ComForCare Home Care Serving Somerset & Northern Middlesex Countries

Archive for Home Care

Happy Home Care Aide Week!

Monday , November 9 , 2020

Happy Home Care Aide Week!

Every November, the home care community honors the millions of home care aides, nurses, therapists, and social workers who make a difference for the patients and families they serve.

This week, November 9 – 13, we recognize home care aides in particular. At ComForCare, our aides play an invaluable role to our clients as caregivers, companions, and friends. They choose to use their lives to serve our community’s aged, disabled, and dying. In these unprecedented times, more than ever before, they are heroes.

Here’s a little more about what they do every day:

What is Home Care? 

Home care includes a wide range of professional services, such as medical or social support, that allow a person to live safely in their home. These services are provided by nurses, home health aides, therapists, and more.

No work is nobler, and no group is more deserving of our respect and admiration. Their goal is helping society’s weakest members live the fullest lives they can. By marrying high tech with high touch, home care professionals and volunteers allow patients to get care at home where they can be with the ones they love.” – The National Association for Home Care & Hospice

The focus of home care is often helping someone who is aging and needs assistance to live independently, is recuperating from an illness or injury, or is managing chronic health issues.

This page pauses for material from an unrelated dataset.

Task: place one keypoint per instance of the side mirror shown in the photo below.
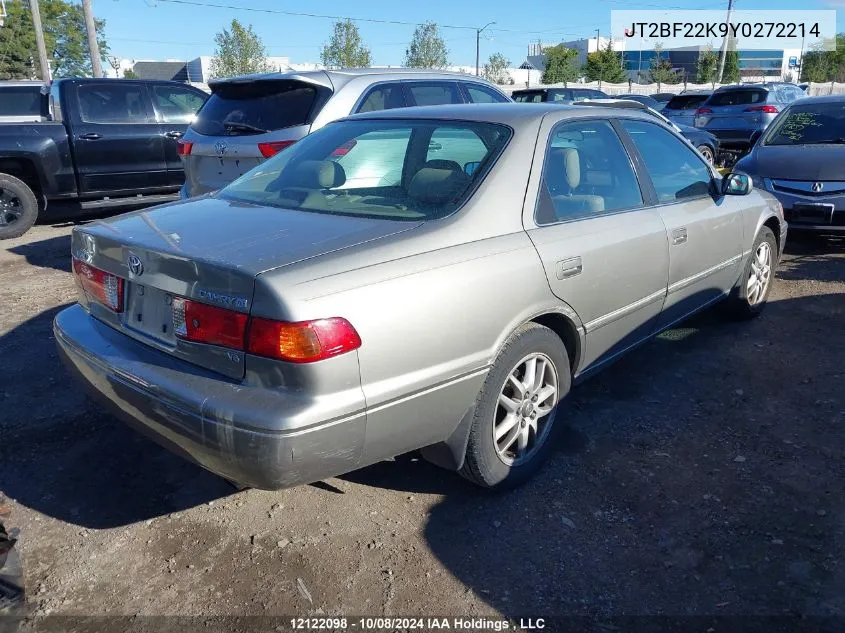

The services are almost always a more budget-friendly option than high-cost institutional care that would be provided in a nursing facility.

Why Use Home Health Care?

When it comes time to choose how to help a loved one care for themselves, the decision can be a difficult one. How will you know what’s right for them (and everyone else involved)?

We’ve found that often, people both young and old prefer to receive care at home.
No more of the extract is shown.